Research and application of key technologies of brain computer interface

Conference: MEMAT 2022 - 2nd International Conference on Mechanical Engineering, Intelligent Manufacturing and Automation Technology
01/07/2022 - 01/09/2022 at Guilin, China

Proceedings: MEMAT 2022

Pages: 4Language: englishTyp: PDF

Authors:
Zhao, Nan; Gao, Shouwei; Zhang, Jun (Research Institute of USV Engineering, Shanghai University, Shanghai, Shanghai, China)

Abstract:
Brain computer interface (BCI) is the bridge between the brain and the external environment.

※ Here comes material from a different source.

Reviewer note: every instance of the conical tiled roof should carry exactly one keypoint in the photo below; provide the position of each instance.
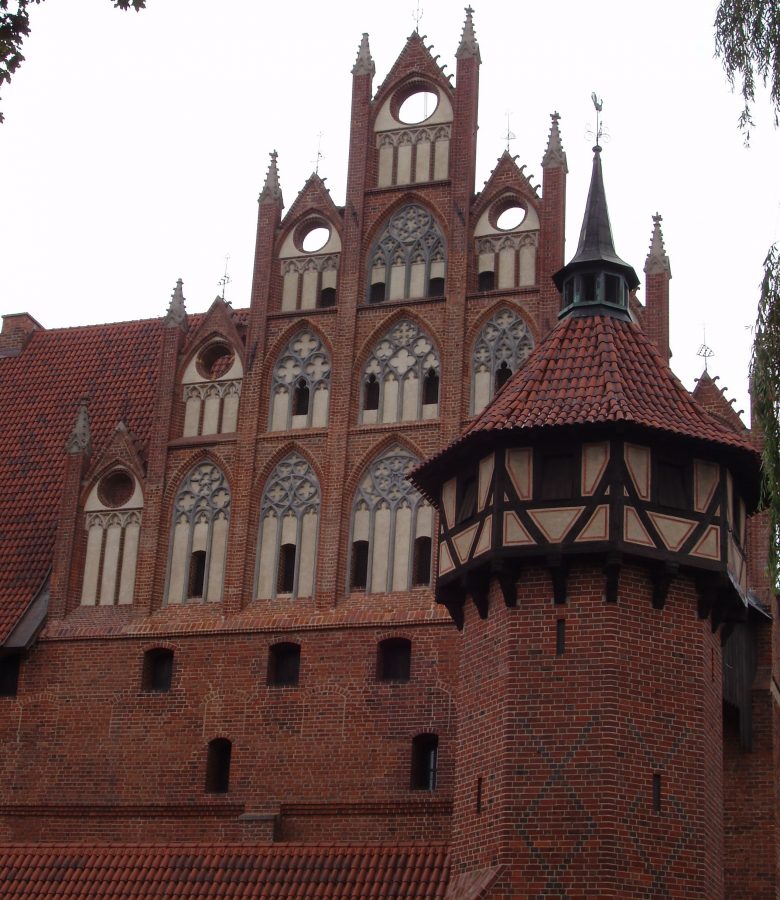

In recent years, brain computer interface technology has developed rapidly. More and more researchers and research institutions are committed to the research of brain computer interface technology. However, due to the characteristics of poor anti-interference ability and high complexity, the application of EEG in practical scenes still needs to face great challenges. Among all kinds of BCI, the BCI based on steady-state visual evoked potential (SSVEP) has efficient performance in instruction detection accuracy and information transmission rate, and has been widely studied in BCI system. Aiming at the problem of low accuracy of EEG signal recognition, based on canonical correlation analysis (CCA) and canonical correlation analysis algorithm of individual template signal (ITCCA), this paper proposes a canonical correlation analysis algorithm of multi stimulus individual template signal (MS-ITS-CCA). This algorithm can obtain high accuracy of EEG signal recognition under the condition of a small amount of training data. On the basis of this method, the real-time acquisition, real-time transmission and real-time processing of EEG signals are completed, and the algorithm is tested online. The results show that the MS-ITS-CCA is feasible in the BCI system.